Like the other modules, **Fit Web** is based on **PySide** (Qt for Python). It currently uses **QtWebEngine**, which is a **Chromium** wrapper.

## The problem
By default, Chromium **does not enable proprietary audio/video codecs**, notably **H.264** and **AAC**.

## Options considered

### 1) Build QtWebEngine with proprietary codecs
Enable the `-webengine-proprietary-codecs` option.  
Documentation: <https://doc.qt.io/qt-6/qtwebengine-overview.html>

**Drawbacks**
- Must be done for **all supported operating systems**.
- The build requires **very powerful machines** (e.g., difficulties on a MacBook Air M2 with 16 GB RAM).
- **Licensing**: distributing H.264 and AAC **requires a license**.

### 2) Use QtWebView
QtWebView relies on **the OS’s native web APIs**; for proprietary‑codec content it uses **the system’s codecs**.  
**Pros**: no custom builds, no direct license handling.  
**Cons**: the UI layer is **QML**, geared toward lightweight (often mobile) UIs, so it **doesn’t provide full browser control** compared to QtWebEngine.

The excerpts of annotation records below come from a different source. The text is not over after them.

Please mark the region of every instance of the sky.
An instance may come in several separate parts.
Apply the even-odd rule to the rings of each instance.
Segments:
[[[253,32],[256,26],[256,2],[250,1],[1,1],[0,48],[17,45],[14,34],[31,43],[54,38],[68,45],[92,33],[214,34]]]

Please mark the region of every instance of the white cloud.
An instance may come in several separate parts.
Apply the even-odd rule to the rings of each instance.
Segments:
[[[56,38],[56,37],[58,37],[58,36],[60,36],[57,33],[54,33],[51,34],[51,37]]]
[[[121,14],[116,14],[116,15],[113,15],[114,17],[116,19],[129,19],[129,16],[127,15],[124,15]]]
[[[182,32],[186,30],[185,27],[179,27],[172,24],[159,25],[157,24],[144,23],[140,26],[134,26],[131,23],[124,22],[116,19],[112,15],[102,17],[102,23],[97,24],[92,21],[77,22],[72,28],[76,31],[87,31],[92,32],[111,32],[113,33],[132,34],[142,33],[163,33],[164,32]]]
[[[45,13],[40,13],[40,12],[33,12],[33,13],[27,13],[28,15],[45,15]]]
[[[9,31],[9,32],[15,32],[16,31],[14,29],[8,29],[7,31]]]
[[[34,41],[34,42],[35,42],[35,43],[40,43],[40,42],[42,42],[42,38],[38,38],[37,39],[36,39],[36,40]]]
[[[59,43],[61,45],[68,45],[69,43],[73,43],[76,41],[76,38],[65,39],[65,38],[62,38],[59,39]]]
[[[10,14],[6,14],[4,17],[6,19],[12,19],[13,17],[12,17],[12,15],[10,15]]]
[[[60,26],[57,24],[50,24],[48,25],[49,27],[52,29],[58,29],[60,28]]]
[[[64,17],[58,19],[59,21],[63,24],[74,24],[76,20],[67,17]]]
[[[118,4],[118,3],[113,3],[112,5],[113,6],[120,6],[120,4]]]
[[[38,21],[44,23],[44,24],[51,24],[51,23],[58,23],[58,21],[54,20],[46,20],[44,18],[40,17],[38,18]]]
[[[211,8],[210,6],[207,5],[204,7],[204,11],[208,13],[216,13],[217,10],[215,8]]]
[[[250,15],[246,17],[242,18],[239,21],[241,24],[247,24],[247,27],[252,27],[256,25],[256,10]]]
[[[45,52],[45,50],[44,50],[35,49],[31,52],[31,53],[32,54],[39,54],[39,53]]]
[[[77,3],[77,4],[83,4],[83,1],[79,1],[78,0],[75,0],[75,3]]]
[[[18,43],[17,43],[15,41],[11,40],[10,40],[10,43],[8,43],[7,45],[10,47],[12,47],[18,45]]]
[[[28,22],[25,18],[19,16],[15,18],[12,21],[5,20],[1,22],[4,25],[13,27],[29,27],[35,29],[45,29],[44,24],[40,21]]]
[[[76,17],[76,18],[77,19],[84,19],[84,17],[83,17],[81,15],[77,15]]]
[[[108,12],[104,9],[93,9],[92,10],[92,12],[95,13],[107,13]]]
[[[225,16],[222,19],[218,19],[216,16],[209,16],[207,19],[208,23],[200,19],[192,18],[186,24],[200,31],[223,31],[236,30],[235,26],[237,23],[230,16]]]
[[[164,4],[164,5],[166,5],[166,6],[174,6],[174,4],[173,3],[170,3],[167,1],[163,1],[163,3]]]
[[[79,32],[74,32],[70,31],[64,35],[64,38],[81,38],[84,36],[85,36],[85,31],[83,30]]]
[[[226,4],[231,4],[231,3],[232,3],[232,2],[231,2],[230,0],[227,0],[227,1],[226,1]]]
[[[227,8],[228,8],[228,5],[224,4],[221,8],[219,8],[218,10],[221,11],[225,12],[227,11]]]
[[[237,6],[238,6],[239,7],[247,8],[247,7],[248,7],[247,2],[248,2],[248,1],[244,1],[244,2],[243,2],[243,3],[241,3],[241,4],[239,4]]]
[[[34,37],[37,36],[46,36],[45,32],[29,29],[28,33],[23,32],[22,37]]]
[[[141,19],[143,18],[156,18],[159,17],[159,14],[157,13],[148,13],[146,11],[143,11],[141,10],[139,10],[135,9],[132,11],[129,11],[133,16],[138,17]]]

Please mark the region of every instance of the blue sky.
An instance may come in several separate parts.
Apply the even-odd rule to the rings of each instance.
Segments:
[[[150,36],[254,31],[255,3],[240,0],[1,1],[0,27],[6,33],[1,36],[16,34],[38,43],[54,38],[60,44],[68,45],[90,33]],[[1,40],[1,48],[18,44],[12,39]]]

Documentation: <https://doc.qt.io/qt-6/qtwebview-index.html>

### 3) Implement a native Qt widget (C/C++) per OS
Develop a Qt widget (usable from **PySide6**) that embeds the system’s web engine:

- **Windows →** Edge WebView2
- **macOS →** WKWebView
- **Linux →** WebKitGTK (with **GStreamer** for codecs)

**Advantages**
- **No redistribution licensing**: leverage the codecs already provided by the OS.
- A **common API** can be exposed to PySide6.
- **More control** than QtWebView, without QML’s limitations.

**Disadvantages**
- **Medium‑to‑high complexity** to implement.
- Requires **C++** and, on macOS, **Objective‑C++**.
- Requires **custom CMake** to include libraries and linking.